The election of Donald Trump has ensured that 2017 will be an eventful one in the area of employee benefits.
Even if massive changes to the Affordable Care Act and other health care regulations are kicked down the road a bit, it seems that the new administration wants to hold true to its promise to repeal Obamacare. The much harder task is replacing it, and the health care industry is sending up red flags to warn Republicans that sudden repeal without a carefully thought-out replacement could be extremely disruptive to insurers, providers, and employers.
Experts studying the tea leaves say it’s probable that most employers won’t see big changes in 2017, but warn that they will need to work closely with their brokers and carriers to stay informed and plan for changes in the future. It could take several years to phase in a new approach but it seems very likely that change is coming, and everyone is likely to be affected.
Repeal and Replace - With What?
With both branches of Congress and the White House controlled by Republicans, the Trump Administration is well-positioned to make good on its promise to repeal the ACA. However, experts in the benefits world seem united in the opinion that changes will be phased in slowly, to give the business community time to adjust.
Two of the things most likely to change—the online marketplace (the ACA exchanges) and the individual mandate—are ACA components that most employers don’t deal with. The employer mandate—the part of the law that requires employers to provide health insurance benefits—is more likely to hang around in some form. Whatever form the changes end up taking, it’s important for businesses to continue to comply with the law and to plan on compliance for the foreseeable future.
It’s possible that ACA repeal and tax reform could be joined in some sort of package deal under the new Congress. Rep. Tom Price, the nominee for Secretary of Health and Human Services, has previously supported changing the employer tax exemption for health benefits. If there is a big tax overhaul, changes to the employer tax exemption could be part of the overall deal, so, for example, giving less of a tax break for providing insurance might be coupled with lower corporate taxes. Reducing the tax exemption would directly affect employers and enrollees, and likely make health insurance more expensive for both. It’s definitely an area to keep an eye on in 2017.
The ACA’s Cadillac tax, a tax on high-benefit health plans offered by some employers, is also likely to be scrapped. It was always politically unpopular and had been delayed by the Obama Administration.
Will Trump Push for Paid Maternal Leave?
During the campaign, Donald Trump supported the concept of paid maternal leave, something that the United States does not mandate as a federal policy.
There could be bipartisan support for legislation in this area. Democrats have pushed for paid family leave in the past. The Trump proposal is more limited than some proposals, but still would be a major step for the U.S.
Or, if the Trump Administration decides not to move quickly on the issue, we could see continued efforts by local governments and/or big employers to expand benefits in this area.
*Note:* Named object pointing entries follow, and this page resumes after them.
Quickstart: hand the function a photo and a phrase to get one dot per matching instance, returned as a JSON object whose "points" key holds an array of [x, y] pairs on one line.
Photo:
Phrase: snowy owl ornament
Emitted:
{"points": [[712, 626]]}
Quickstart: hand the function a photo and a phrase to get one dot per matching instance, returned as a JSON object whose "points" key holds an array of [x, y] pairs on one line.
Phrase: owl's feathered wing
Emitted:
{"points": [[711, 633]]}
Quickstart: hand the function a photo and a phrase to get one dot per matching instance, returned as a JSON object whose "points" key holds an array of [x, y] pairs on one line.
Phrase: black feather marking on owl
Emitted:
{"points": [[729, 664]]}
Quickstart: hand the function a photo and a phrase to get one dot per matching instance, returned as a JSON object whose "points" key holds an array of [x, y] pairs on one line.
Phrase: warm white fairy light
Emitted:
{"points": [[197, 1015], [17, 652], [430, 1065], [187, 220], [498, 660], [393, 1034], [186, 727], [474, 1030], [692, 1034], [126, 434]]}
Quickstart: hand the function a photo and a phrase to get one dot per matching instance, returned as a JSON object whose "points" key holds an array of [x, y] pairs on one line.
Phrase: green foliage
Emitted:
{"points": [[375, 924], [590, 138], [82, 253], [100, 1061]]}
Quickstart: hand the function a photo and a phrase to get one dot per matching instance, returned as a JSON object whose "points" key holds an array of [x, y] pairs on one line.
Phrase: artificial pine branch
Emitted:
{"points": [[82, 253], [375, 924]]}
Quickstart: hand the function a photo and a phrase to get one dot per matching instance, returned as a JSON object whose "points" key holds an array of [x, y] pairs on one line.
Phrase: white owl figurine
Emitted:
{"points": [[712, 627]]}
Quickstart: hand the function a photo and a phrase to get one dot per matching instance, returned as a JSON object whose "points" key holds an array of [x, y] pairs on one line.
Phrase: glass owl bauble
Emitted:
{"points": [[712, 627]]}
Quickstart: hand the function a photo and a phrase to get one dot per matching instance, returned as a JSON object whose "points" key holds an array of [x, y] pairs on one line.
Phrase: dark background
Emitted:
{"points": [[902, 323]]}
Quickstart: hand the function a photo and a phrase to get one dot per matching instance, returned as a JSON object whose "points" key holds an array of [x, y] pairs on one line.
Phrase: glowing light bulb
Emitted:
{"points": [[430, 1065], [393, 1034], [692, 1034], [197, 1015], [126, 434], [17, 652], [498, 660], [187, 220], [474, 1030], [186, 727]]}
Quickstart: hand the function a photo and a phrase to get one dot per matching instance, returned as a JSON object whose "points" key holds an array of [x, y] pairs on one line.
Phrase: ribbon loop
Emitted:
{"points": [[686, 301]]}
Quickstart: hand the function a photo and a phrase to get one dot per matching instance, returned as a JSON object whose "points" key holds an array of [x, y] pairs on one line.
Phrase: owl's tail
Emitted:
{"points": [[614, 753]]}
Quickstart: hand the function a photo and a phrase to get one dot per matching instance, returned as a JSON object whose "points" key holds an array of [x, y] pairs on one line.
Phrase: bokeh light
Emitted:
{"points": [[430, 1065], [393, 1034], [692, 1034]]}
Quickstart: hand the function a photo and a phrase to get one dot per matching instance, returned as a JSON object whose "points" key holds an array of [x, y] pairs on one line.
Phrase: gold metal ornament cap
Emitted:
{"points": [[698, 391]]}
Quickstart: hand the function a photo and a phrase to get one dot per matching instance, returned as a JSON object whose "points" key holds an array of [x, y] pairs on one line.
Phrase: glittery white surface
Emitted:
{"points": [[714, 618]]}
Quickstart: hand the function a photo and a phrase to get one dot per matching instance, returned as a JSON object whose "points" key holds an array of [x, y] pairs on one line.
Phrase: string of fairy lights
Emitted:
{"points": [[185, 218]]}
City and state governments in California, New Jersey, and Minnesota, among others, have passed both paternal leave and sick leave laws. This trend toward expanded benefits is likely to continue, and some believe the federal government may continue to leave it up to employers and the states to set policy in this area.
This, of course, can cause problems for employers with sites in multiple states, as they struggle to comply with different standards. It’s important to have good sources of information on these types of laws—which are changing all the time—and leading employee benefits brokers can be invaluable in keeping companies up to speed on this and other issues.
Other Items to Watch in 2017
One thing that will continue to plague employers, ACA repeal or not, is the high cost of health care. Expect to see continued innovation and refinement of plans as employers seek solutions to these rising costs.
Businesses will continue to switch to high-deductible HSA plans—especially as Washington is likely to be more friendly to the HSA model, since it is favored by Republican policy-makers. Regulations around HRAs and HSAs alike are likely to change to favor greater flexibility, so keeping up-to-date on those developments will be helpful.
Prescription drug costs, in particular specialty drugs, have come under increasing scrutiny in recent months. The dramatic rise in the cost of EpiPens is a story that caught a lot of attention in 2016, and employers and policymakers alike will continue to watch pharmacy benefit costs closely this year. Many employers are working with brokers on supplemental and voluntary benefit offerings, which can help customize benefits to best fit employees’ needs. Voluntary benefits, such as accident insurance and critical illness insurance, will appeal to many employees. And supplemental benefits, which can include telemedicine or patient advocacy services, are also growing in the industry. Telemedicine and onsite clinics will continue to be appealing to employers because they fit the needs of employees and reduce absenteeism.
Finally, technology will continue to offer new approaches and opportunities for employee benefits. Watch for more and more online benefit services to become available, especially for smart phones and other portable devices. Not all employees regularly use a computer, but the number of Americans using smart phones, iPads, or similar devices is quite high. Bringing services to platforms that people use will be a priority for many benefit providers.
The most reasonable forecast for 2017 is that there will be plenty of debate, controversy, and big decisions being made. Employers don’t need to get caught up in every detail, but they do need a trusted resource to tell them how the changes will impact their business. The best health and benefits agents and brokers can help guide businesses through the upcoming changes—after all, they were there for the ACA reforms. They will be there again for employers as a new administration lays out its vision for the future.